OnePlus is a Shenzhen-based tech company recognized for producing high-quality smartphones at affordable prices. Unlike other major Chinese brands like Huawei and Xiaomi, OnePlus phones are officially sold in the U.S.
The vulnerability named CVE-2025-10184, found by Rapid7, remains unpatched and exploitable. The Chinese OEM has not responded to Rapid7’s reports, prompting the cybersecurity firm to share technical details and a proof-of-concept (PoC) exploit.
Source of the problem:
The issue comes from OnePlus modifying the stock Android Telephony package to add new content providers like PushMessageProvider, PushShopProvider, and ServiceNumberProvider.
The manifest for these providers does not declare a write permission for ‘READ_SMS,’ leaving it open to any app by default, even those that don’t have SMS permissions.
Client inputs aren’t sanitized, which allows “blind SQL injection” to potentially reconstruct SMS content from the device database by brute-forcing it one character at a time.
“By using an algorithm to repeat this process for each character in each row returned by the sub query, it’s possible to exfiltrate the database content, using the return value from the update method as an indicator of true/false,” describes Rapid7 in the report.
The SMS read permission is correctly set, but the write permission is not, which allows for inferring SMS content under certain conditions:
Exposed table must already contain at least one row, so update() can return a non-zero “rows changed” result The provider must allow insert() so an attacker can create a dummy row to operate on if the table is empty.
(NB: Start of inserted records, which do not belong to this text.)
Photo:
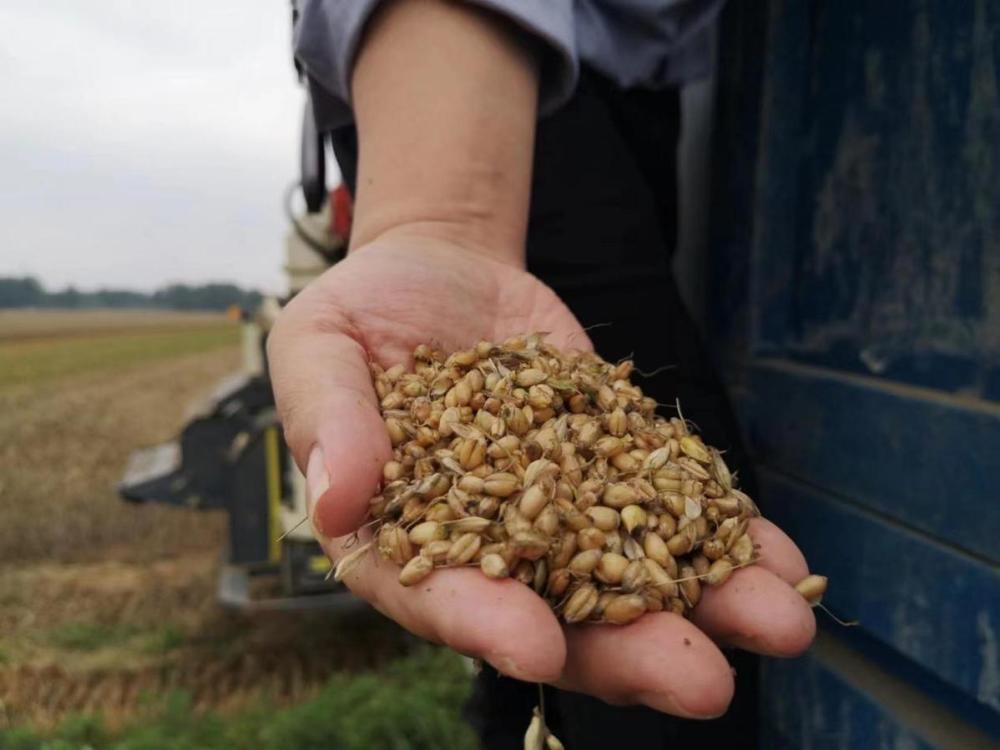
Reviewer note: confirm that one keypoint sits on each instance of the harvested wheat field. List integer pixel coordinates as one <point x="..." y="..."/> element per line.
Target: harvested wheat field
<point x="104" y="604"/>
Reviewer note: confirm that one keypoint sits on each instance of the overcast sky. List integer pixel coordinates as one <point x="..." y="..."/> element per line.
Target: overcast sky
<point x="142" y="143"/>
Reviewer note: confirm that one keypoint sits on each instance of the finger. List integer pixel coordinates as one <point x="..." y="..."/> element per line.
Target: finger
<point x="501" y="621"/>
<point x="778" y="553"/>
<point x="661" y="660"/>
<point x="329" y="413"/>
<point x="757" y="611"/>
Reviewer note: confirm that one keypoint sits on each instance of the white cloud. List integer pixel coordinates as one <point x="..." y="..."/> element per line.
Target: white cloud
<point x="145" y="142"/>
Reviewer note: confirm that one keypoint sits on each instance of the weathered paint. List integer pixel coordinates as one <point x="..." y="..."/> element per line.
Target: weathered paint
<point x="856" y="308"/>
<point x="920" y="598"/>
<point x="920" y="457"/>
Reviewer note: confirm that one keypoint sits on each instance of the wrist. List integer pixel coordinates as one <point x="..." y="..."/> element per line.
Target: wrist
<point x="441" y="234"/>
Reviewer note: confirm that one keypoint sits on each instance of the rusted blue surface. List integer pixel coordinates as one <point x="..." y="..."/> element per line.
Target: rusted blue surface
<point x="856" y="311"/>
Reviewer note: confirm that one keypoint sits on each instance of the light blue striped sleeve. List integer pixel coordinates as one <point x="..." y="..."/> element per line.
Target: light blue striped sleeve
<point x="328" y="33"/>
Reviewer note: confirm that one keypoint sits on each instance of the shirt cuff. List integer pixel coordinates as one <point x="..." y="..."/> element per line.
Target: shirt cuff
<point x="329" y="31"/>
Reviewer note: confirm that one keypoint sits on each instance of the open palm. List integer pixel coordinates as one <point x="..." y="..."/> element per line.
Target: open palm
<point x="377" y="306"/>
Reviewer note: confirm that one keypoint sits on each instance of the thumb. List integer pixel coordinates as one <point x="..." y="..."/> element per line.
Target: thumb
<point x="329" y="412"/>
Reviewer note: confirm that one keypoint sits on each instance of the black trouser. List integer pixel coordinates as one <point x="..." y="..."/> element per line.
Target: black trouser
<point x="601" y="233"/>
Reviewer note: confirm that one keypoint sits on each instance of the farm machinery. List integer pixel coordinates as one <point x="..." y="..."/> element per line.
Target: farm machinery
<point x="230" y="455"/>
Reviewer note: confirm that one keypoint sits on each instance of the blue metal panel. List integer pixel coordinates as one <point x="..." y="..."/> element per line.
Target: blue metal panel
<point x="933" y="604"/>
<point x="810" y="708"/>
<point x="856" y="310"/>
<point x="835" y="699"/>
<point x="924" y="459"/>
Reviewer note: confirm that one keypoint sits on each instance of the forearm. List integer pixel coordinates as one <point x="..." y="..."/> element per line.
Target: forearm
<point x="445" y="101"/>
The SMS table needs to be in the same SQLite database file so that the injected subquery can reference it.
Impact and response:
The issue affects all versions of OxygenOS, from 12 to the latest, 15, built on Android 15.
Rapid7 researchers have confirmed a vulnerability in OnePlus 8T and 10 Pro devices using different versions of OxygenOS and Telephony packages, but their findings are likely not comprehensive.
“While the build numbers above [on the table] are specific to the test devices, as the issue affects a core component of Android, we expect this vulnerability to affect other OnePlus devices running the above versions of OxygenOS, i.e., it does not seem to be a hardware-specific issue,” explained Rapid7.